What makes "L’Ymage" compelling is not only its deep historical grounding, but the way Grébil Liberg’s broader artistic practice - spanning early music, experimental composition, theatre, and film - filters into every decision. You can hear Feldman’s patience, Scelsi’s devotion to inner vibration, Cage’s trust in attention, even Eno’s sense of sound as environment rather than statement. Yet none of this feels referential or name-droppy; it’s fully metabolized.

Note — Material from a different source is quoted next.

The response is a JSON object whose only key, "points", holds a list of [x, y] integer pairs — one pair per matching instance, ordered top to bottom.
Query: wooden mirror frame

If there’s humor here, it’s quiet and philosophical: the irony of releasing a lavish, slow, fragile object in a world optimized for distraction; the gentle absurdity of asking a 14th-century composer to help us think about contemporary collapse and hope. And yet - against all odds - it works.
"L’Ymage" is not a record you consume. It’s one you consent to. A mirror held up across centuries, not to flatter our age, but to remind it that beauty, doubt, and attentiveness have always been forms of resistance. In that sense, this is not early music at all. It’s late music - for late afternoons, late civilizations, and listeners willing to begin again, slowly.